Camden Spit & Larder is a big-city brasserie, its interior inspired by a London haberdashery and its kitchen centered around a spit for roasting big cuts of meat. With oversized wing chairs, library reading lamps and tufted leather stools, it looks and feels like a modern men’s club. A British banker would feel quite at home in these swanky environs.
The Camden menu is an interesting mash-up of British chop-house classics, English schoolboy favorites and elevated pub fare. Big joints of meat like prime rib and rack of pork are roasted on the spit. Sausage rolls are a tasty little starter, with hot mustard and an addictive curried ketchup for dipping. In a very contemporary interpretation of fish and chips, a batter of salt cod and potatoes is deep-fried and dusted with malted vinegar powder. Instead of bread service, the restaurant offers individual Yorkshire puddings—popovers to us Yanks—at dinner. Desserts include a lush lemon pudding called posset. (Have you ever heard a more British-sounding word?)

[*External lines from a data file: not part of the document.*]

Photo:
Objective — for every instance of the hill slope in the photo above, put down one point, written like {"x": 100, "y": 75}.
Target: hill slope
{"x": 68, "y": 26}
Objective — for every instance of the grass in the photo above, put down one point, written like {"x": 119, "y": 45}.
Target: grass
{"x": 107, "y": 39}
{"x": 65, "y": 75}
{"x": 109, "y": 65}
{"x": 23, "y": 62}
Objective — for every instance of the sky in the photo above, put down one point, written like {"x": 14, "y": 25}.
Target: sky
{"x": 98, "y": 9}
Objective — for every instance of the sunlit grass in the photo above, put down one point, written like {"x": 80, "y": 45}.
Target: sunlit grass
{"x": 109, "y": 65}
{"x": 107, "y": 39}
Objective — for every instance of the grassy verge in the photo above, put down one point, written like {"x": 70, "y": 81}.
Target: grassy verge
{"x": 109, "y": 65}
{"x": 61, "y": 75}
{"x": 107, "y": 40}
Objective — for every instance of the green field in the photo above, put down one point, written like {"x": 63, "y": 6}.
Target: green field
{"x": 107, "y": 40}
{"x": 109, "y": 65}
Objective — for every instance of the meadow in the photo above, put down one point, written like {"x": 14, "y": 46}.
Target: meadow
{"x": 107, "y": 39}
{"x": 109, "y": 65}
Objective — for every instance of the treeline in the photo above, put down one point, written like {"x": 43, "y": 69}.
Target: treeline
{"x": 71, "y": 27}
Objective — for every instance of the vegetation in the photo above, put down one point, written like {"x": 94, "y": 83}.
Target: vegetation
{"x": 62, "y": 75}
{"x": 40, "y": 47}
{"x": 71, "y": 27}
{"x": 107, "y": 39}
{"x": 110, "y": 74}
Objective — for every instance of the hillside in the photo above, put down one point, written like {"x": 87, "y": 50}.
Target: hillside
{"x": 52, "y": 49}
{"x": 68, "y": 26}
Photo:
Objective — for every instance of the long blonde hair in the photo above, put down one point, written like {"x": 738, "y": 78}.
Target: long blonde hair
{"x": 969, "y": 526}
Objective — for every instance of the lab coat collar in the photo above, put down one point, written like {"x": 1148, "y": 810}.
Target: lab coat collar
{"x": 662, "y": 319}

But not everything on the menu is so jolly-old-England. Ridgeway definitely has some modern tricks up his sleeve. Instead of chicken liver pate, he makes a vegan pâté with cremini mushrooms and caps it with a layer of extra-virgin olive oil instead of schmaltz. Smeared on grilled bread, it’s smooth as silk and loaded with umami. The kitchen makes its own farmer’s cheese and serves it with butternut squash and candied garlic. A main course of charred broccoli shares equal billing with prime rib. And a luxurious salted chocolate caramel tart is both vegan and gluten free.
You don’t have to be on an expense account or a member of the 1 percent to order Camden’s caviar service. It comes at three price levels, from $20 to $80 for a half ounce of roe served with crème fraîche and crumpets. You can also assemble a cheese course from a selection that includes California cheeses along with Colston Bassett Stilton from England.
Camden Spit & Larder joins two other recently opened restaurants—Canon and Beast + Bounty—that have significantly upped Sacramento’s food game. Now, it’s no longer enough to just serve good food. Restaurants need to have style, sophistication and a unique point of view. Given that, I can’t wait to see what’s next for this city.